Coluna Franquias de A a Z de 12/10/2014, no Jornal Estado de Minas

Por Lucien Newton 2 min de leitura

Incertezas do cenário político, indicadores financeiros em queda e previsões econômicas pessimistas para os próximos meses são os ingredientes perfeitos para uma indigestão do mercado que pode levar até o investidor mais voraz a segurar seu apetite por novos investimentos. O momento é de apostar em uma receita segura, fácil, testada e aprovada até para aqueles empreendedores com estômago mais fraco. Uma grande alternativa nesse estilo são as franquias.

Os últimos meses apontam uma tendência de queda no consumo e evidenciam a variação negativa na economia brasileira de 0,6% no segundo trimestre de 2014 em relação aos três primeiros meses do ano.

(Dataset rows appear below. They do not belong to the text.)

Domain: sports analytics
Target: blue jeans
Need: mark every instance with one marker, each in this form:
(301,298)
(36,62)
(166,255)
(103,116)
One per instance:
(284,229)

Esse dado reflete, em parte, a decepção pós-Copa dos setores varejista e de serviços e corrobora com as previsões negativas para os efeitos da inflação, ainda em alta (6,27% para o ano), e das elevações da taxa básica de juros (SELIC jul. 14), combinação de fatores que gera um desestímulo da demanda por bens e serviços.

Contudo, o setor de franquias está resistente a essa desaceleração, e apresentou crescimento de 5,4% nos seis primeiros meses de 2014 em relação ao mesmo período do ano passado (R$ 53,3 bilhões), segundo dados da Associação Brasileira de Franchising (ABF). A organização revela um incremento maior no número de pontos de venda (3,6), do que no índice de unidades fechadas (1,2%) e prevê um aumento de 8% a 10% no crescimento do franchising brasileiro, ou seja, muito superior as previsões mais otimistas de crescimento do PIB (Produto Interno Bruto) para 2014.

Tal otimismo e estabilidade justificam-se por fatores que constituem a própria natureza do setor de franchising. Momentos econômicos instáveis são comumente marcados por abertura e fechamento súbito de empreendimentos. Porém, há aspectos particulares do franchising que são capazes de minimizar e anular esse risco, a começar pela curva de aprendizagem - o franqueado não investe tempo nem dinheiro em ações que comprovadamente não deram certo nas demais operações da rede. A utilização de uma marca já reconhecida pelo mercado com aporte de know-how e nível de controle elevado são outros pontos que atraem os investidores e oferecem um ótimo retorno do capital.

A chance de sucesso no mercado de franchising é maior por ser um negócio testado e com rentabilidade comprovada, já que a marca é conhecida e possui credibilidade garantida, diferentemente de quando se abre um negócio por conta própria e é preciso construir a reputação da empresa, fidelizar clientes e capacitar os colaboradores. Por isso, esse setor se apresenta como uma opção mais segura e rentável.  Atualmente, 2.703 redes de franquias operam no Brasil, resultado de crescimento de 11,4% de redes de franquia durante o ano de 2013, em relação a 2012.  No mesmo período, o faturamento cresceu 11,9% e atingiu a marca de R$ 115 bilhões. O número de unidades franqueadas e próprias chegou a 114.409, expansão de 9,4%.

Portanto, frente ao momento econômico de incertezas, o franchising é uma forma mais moderna para a expansão dos negócios, com maiores chances de acertos, equilibrando custos, crescimento e controle.